I disegni aiutano a mantenere intatto lo spirito del Diario, dandogli al contempo una forma nuova. Polonsky gioca molto con il contrasto fra l’ordinarietà della vita dei “prigionieri”, costretti a mansioni e passatempi ripetitivi, e il tono surreale di certe vignette. Tale espediente è usato per enfatizzare il pungente senso dell’umorismo di Anne, spesso rivolto verso i suoi coinquilini, ma anche la sensibilità, l’intelligenza e l’immaginazione della ragazza, nonché i suoi momenti di sconforto.

Nella loro varietà, le illustrazioni sono sempre facilmente leggibili, anche in assenza di una griglia regolare di vignette; le splash page sono abbastanza frequenti. Le fisionomie dei personaggi principali, che si rifanno alle fotografie pervenute fino ai giorni nostri, delineano bene le loro personalità.
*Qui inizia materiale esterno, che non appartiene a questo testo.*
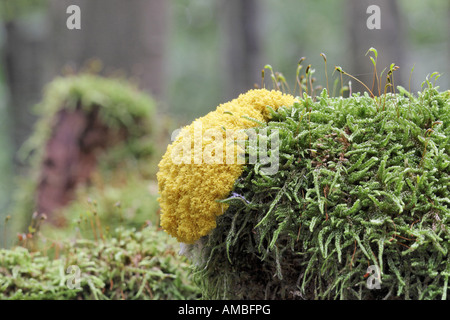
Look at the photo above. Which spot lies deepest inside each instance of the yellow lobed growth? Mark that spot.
(188, 184)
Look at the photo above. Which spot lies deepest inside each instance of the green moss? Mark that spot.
(358, 185)
(130, 264)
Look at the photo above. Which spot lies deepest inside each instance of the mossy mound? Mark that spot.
(361, 194)
(129, 264)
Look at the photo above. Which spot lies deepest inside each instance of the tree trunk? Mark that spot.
(128, 37)
(26, 61)
(388, 41)
(242, 47)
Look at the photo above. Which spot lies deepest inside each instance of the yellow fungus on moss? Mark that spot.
(188, 190)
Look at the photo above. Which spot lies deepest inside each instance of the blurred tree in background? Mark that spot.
(193, 55)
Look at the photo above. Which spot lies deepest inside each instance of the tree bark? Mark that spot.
(388, 40)
(242, 45)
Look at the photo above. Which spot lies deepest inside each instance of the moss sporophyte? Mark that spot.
(362, 183)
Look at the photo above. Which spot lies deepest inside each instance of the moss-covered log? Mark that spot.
(361, 197)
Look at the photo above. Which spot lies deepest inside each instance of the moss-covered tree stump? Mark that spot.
(86, 122)
(358, 209)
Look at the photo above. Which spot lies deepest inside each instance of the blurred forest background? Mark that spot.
(192, 55)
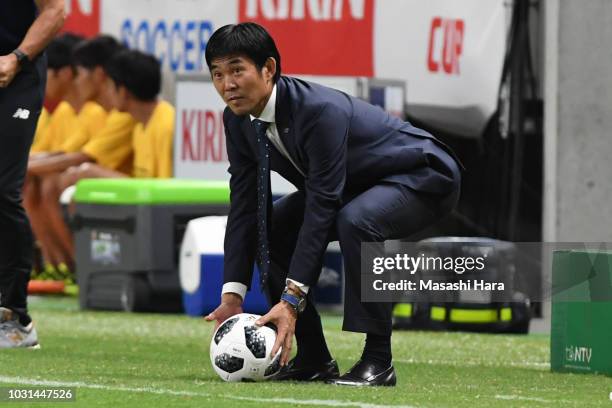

Anne è ovviamente il personaggio più espressivo; a volte ha un’aria eccessivamente adulta, ma va ricordato che più il Diario va avanti e più manifesta una maturità insolita per la sua età.

Facendo un confronto con la già citata biografia di Jacobson e Colòn, che nel suo articolo Fulvio Vergnani definisce come “un’opera sicuramente interessante dal punto di vista dei contenuti e della correttezza filologica, esattamente inquadrata storicamente, ma poco riuscita dal punto di vista grafico e poco efficace nel coinvolgere il lettore”, Anne Frank – Diario di Ari Folman e David Polonsky riesce a raggiungere lo scopo prefissato: rendere il lettore partecipe a livello emotivo, mantenendosi fedele alla fonte storica.

La loro trasposizione è particolarmente adatta ai ragazzi, soggetti ai quali è importante far conoscere questo testo ma che spesso lo trovano un po’ ostico. Dunque, l’opera di Folman e Polonsky rimarca anche le potenzialità del fumetto come mezzo educativo e di divulgazione alla portata di un pubblico vasto. In tempi come questi, nei quali è importante più che mai mantenere viva la memoria su certe tragedie, è una qualità da non sottovalutare.